1. They give him a chance to tell the other potentates about what he's been up to, so they can validate him. Validation from your peers is important, and once you become president, you have very few of those. Your wife gets tired of hearing the usual talk about what people have been chanting at your rallies, what the lying media has been lying about, who you've been bombing, and so forth. (Sorry, I think it should have been "whom" you've been bombing.) 

2. Photos can be taken, because a picture is worth a thousand words! Nothing looks more presidential than a photo of you talking on a phone. If a president is talking on a phone, we can assume it's a potentate on the other end, because anyone at the sub-potentate level is expected to walk over to his office or golf course to speak with him. 

3. These phone calls are diligently recorded, and transcriptions are provided to the insiders who are in charge of leaking them to the lying media. (These days, lying media include lying broadcast and lying print, as well as lying bloggers, eventually moving downward to lying housewives in curlers chatting over backyard fences. As you can imagine, leaking to such a large and disparate group of liars is complicated, and requires coordinated effort from a crack team of leakers. The leakers are supposed to work a normal eight hour day, but as their spouses and main squeezes can attest, leakers are never really off the clock. It's certainly not always beer and skittles for the professional leaker.) 
  
As I worked my way through all of this, I kept getting distracted by a provocative headline about some memoirist's thoughts about the ending of the controversial HBO program "Girls." I didn't realize that people who write memoirs now must be consulted so they can weigh in on the programs produced by Judd Apatow, nor was I aware that they are now to be referred to as memoirists. It seems bizarre to me that a person who writes a book about their life is more notable for that than for the life, unless it's Samuel Pepys (technically, he was a diarist, I suppose), but the glut of memoir writing we all enjoy today has elevated its status to a level once enjoyed by the writer of quality prose. 
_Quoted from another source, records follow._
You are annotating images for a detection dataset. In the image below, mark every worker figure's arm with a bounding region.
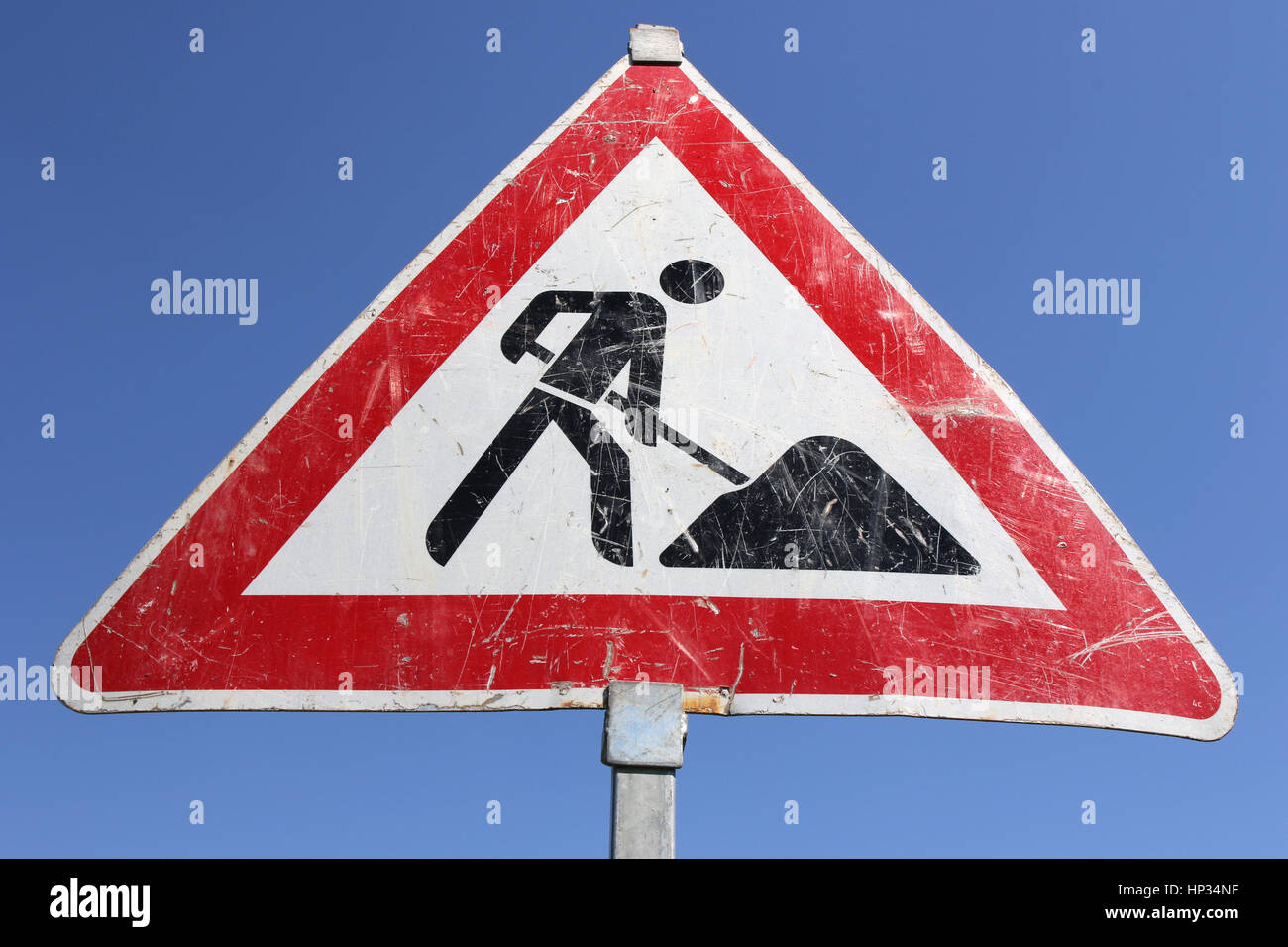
[501,290,595,362]
[627,292,666,447]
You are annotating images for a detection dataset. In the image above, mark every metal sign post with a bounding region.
[602,681,688,858]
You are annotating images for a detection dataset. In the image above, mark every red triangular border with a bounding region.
[58,63,1235,738]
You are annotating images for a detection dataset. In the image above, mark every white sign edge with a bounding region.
[52,56,1237,741]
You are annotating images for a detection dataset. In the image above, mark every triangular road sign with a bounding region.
[55,52,1237,740]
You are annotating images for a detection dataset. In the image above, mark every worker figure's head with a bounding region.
[658,261,724,305]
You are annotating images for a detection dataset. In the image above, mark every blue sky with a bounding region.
[0,1,1288,857]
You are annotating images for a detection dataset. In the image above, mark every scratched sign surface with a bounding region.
[56,60,1236,740]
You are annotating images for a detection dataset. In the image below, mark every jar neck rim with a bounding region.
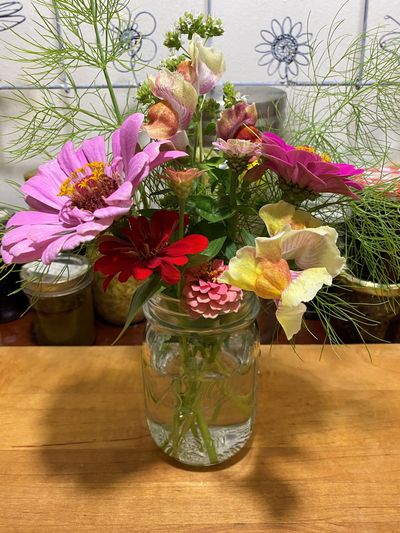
[143,292,260,333]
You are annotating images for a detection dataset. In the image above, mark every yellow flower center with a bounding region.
[295,144,332,163]
[58,161,119,212]
[58,161,106,197]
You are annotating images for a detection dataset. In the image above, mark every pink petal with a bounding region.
[81,135,107,163]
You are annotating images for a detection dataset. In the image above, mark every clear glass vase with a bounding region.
[142,293,260,466]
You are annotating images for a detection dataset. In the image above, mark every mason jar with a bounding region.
[142,293,260,466]
[20,254,96,346]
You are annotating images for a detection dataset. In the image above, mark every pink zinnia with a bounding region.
[182,259,243,318]
[1,113,186,264]
[254,133,364,199]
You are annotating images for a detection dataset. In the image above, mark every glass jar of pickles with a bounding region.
[20,254,96,346]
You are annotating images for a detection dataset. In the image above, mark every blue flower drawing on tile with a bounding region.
[0,2,25,32]
[112,9,157,83]
[379,15,400,53]
[255,17,312,81]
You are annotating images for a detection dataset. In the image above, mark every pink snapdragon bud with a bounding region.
[164,168,203,200]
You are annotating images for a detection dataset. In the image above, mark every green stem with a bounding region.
[139,183,149,209]
[90,0,122,124]
[228,172,239,242]
[194,409,218,464]
[178,198,186,239]
[177,198,186,298]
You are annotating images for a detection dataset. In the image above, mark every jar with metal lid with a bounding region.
[21,254,96,346]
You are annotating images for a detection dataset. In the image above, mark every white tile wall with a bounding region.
[0,0,400,203]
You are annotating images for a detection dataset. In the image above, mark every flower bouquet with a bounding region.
[1,9,382,466]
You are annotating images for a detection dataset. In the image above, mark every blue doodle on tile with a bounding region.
[0,2,25,32]
[255,17,312,82]
[379,15,400,53]
[111,8,157,84]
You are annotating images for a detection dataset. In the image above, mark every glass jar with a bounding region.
[21,254,96,346]
[142,293,260,466]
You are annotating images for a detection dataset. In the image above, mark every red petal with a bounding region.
[162,255,189,266]
[131,265,153,281]
[163,234,208,256]
[157,262,181,285]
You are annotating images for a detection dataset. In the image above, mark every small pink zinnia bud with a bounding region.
[182,259,243,318]
[164,168,203,200]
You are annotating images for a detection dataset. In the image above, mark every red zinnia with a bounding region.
[94,210,208,289]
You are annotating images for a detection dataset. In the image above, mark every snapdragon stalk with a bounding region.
[228,171,239,242]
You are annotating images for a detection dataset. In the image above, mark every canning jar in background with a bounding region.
[21,254,96,346]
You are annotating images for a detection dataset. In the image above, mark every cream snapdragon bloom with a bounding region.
[220,202,345,339]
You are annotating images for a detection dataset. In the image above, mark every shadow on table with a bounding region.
[40,362,365,519]
[36,368,157,491]
[231,370,335,519]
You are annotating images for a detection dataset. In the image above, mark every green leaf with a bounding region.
[189,237,226,266]
[204,122,217,135]
[201,237,226,259]
[240,228,256,246]
[237,205,258,216]
[194,195,234,222]
[113,274,162,344]
[225,242,238,259]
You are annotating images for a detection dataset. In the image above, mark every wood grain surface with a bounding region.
[0,345,400,533]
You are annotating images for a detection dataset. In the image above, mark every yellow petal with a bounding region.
[255,233,283,261]
[281,268,332,307]
[259,200,322,237]
[219,246,258,292]
[144,102,179,140]
[255,259,291,300]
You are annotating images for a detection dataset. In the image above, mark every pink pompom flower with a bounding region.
[182,259,243,318]
[1,113,187,264]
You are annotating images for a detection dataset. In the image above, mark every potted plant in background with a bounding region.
[336,167,400,342]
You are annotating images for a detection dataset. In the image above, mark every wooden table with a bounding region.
[0,345,400,533]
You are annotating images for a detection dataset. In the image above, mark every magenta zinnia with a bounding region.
[254,133,364,198]
[1,113,186,264]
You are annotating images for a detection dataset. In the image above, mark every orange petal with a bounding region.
[255,259,291,299]
[144,102,179,140]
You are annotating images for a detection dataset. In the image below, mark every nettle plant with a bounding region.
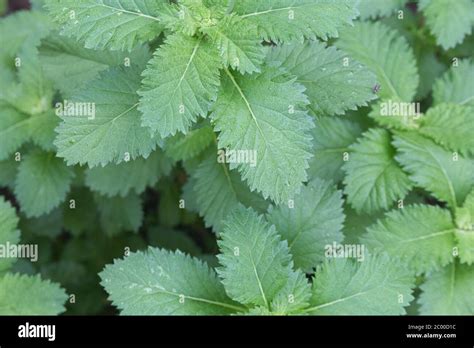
[0,0,474,315]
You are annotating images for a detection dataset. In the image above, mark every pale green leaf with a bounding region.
[40,34,151,98]
[15,151,74,217]
[393,133,474,208]
[343,128,411,213]
[100,248,241,315]
[217,207,292,309]
[139,34,221,137]
[0,101,30,160]
[267,179,344,271]
[233,0,357,41]
[455,190,474,264]
[268,41,377,116]
[95,193,143,236]
[358,0,408,20]
[85,150,171,197]
[433,60,474,107]
[0,274,68,315]
[419,0,474,50]
[46,0,167,51]
[336,22,419,102]
[420,104,474,155]
[204,16,265,74]
[190,151,267,232]
[308,117,362,182]
[0,196,20,272]
[55,67,158,167]
[305,255,414,315]
[418,263,474,315]
[362,205,455,273]
[271,271,311,315]
[165,126,215,161]
[211,68,313,203]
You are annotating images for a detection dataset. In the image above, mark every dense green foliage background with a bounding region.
[0,0,474,315]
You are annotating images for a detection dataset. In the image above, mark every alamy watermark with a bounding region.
[324,242,365,262]
[380,100,421,119]
[217,149,257,167]
[55,100,95,120]
[0,242,38,262]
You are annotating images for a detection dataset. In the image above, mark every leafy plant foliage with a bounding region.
[0,0,474,315]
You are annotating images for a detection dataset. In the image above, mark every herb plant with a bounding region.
[0,0,474,315]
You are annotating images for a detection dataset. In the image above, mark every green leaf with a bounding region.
[0,104,30,160]
[393,133,474,208]
[433,60,474,107]
[100,248,241,315]
[165,126,215,161]
[269,41,377,116]
[95,193,143,236]
[55,68,158,167]
[0,274,67,315]
[62,187,97,236]
[455,190,474,264]
[0,11,52,61]
[0,158,19,188]
[233,0,357,41]
[343,128,411,213]
[305,255,414,315]
[418,262,474,315]
[267,179,344,271]
[419,0,474,50]
[28,109,60,151]
[40,35,150,98]
[211,68,314,203]
[85,150,171,197]
[4,46,54,115]
[420,104,474,155]
[362,205,455,273]
[308,117,362,182]
[189,151,268,232]
[217,207,292,309]
[204,16,265,74]
[0,196,20,272]
[270,271,311,315]
[15,151,74,217]
[359,0,408,20]
[336,22,419,102]
[45,0,167,51]
[139,34,221,138]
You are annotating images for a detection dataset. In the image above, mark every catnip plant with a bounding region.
[0,0,474,315]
  This is related to the phenomenon of "reality" television, where people struggling to put a basic sentence together on the subject of which behaviors they will accept from their fellow reality TV stars and which they will not are deemed more interesting than scripted actors, for reasons mysterious to me. I don't much care for truth presented as entertainment, as I am addicted to the kind of prose and dialogue that mostly occurs when written down by scriptwriters. I call it the fiction of good diction. 
  I'd like to state here for the record that I absolutely reject the honorific of "memoirist," despite the truthful facts I occasionally include in my work. I don't deny the truth of my writing, but I am always careful to include at least some item of exaggeration so that no one can get my dander up by accusing me of being a memoirist. Readers, please understand-- anything comical discovered herein was not made up by me. Anything untrue is most likely just lying by omission, a venial sin I sometimes commit to keep the thing rattling along without becoming dull.